Confissões suicidas

Camila Appel

“Enfim, escrevo não apenas como um desabafo, mas na busca de sensibilizar pessoas, pois quem é acometido ou até nutre pensamentos e hábitos suicidas muitas vezes não transparece isso. Por isso, venho apelar para a generosidade das pessoas” (…) “Ouça, busque compreender e jamais julgue, pois só o frio escuro da madrugada conhece a amargura que um ser humano pode estar enfrentando calado, posando de feliz para não agravar ainda mais sua própria situação”.  – Frases do leitor Lucio Fermi, em depoimento enviado ao blog (reproduzido na íntegra, abaixo).

O suicídio pode ser visto como um problema filosófico, e para Albert Camus (1913-1960) é o mais importante de todos: “ julgar se a vida vale ou não a pena ser vivida é responder à pergunta fundamental da filosofia”. Se matar seria uma espécie de confissão: “confessar que fomos superados pela vida ou que não a entendemos”, ou “confessar que isto não vale a pena. Viver, naturalmente, nunca é fácil.
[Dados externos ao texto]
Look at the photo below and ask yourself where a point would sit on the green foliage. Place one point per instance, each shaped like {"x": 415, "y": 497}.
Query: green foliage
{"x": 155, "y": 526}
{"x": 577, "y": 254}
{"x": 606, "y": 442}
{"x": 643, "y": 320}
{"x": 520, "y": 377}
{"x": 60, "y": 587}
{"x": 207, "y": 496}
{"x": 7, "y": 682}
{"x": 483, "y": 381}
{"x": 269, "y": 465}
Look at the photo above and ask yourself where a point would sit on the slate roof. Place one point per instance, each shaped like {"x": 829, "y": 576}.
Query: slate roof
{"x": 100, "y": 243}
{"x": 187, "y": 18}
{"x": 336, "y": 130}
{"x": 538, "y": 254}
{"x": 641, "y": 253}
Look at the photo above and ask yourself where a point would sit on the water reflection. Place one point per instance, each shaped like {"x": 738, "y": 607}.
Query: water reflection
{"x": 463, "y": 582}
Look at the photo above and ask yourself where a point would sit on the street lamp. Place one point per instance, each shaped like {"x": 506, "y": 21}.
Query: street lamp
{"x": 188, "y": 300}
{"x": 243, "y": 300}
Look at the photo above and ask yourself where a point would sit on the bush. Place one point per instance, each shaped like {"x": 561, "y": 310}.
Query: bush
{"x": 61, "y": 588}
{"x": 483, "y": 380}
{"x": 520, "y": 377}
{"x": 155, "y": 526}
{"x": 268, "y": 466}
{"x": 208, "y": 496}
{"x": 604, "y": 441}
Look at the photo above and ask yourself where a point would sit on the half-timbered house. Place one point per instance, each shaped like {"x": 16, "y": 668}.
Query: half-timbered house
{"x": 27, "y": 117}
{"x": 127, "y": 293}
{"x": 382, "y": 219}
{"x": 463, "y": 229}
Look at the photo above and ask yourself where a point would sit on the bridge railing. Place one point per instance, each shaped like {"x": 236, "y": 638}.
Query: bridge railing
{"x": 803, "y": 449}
Continuamos fazendo os gestos que a existência impõe por muitos motivos, o primeiro dos quais é o costume. Morrer por vontade própria supõe que se reconheceu, mesmo instintivamente, o caráter ridículo desse costume, a ausência de qualquer motivo profundo para viver, o caráter insensato da agitação cotidiana e a inutilidade do sofrimento”. O filósofo não acredita que o suicídio seja uma saída, mas vê essa reflexão como necessária. O perigo seria não refletir a respeito.

Leia mais no post “É preciso imaginar Sísifo feliz”.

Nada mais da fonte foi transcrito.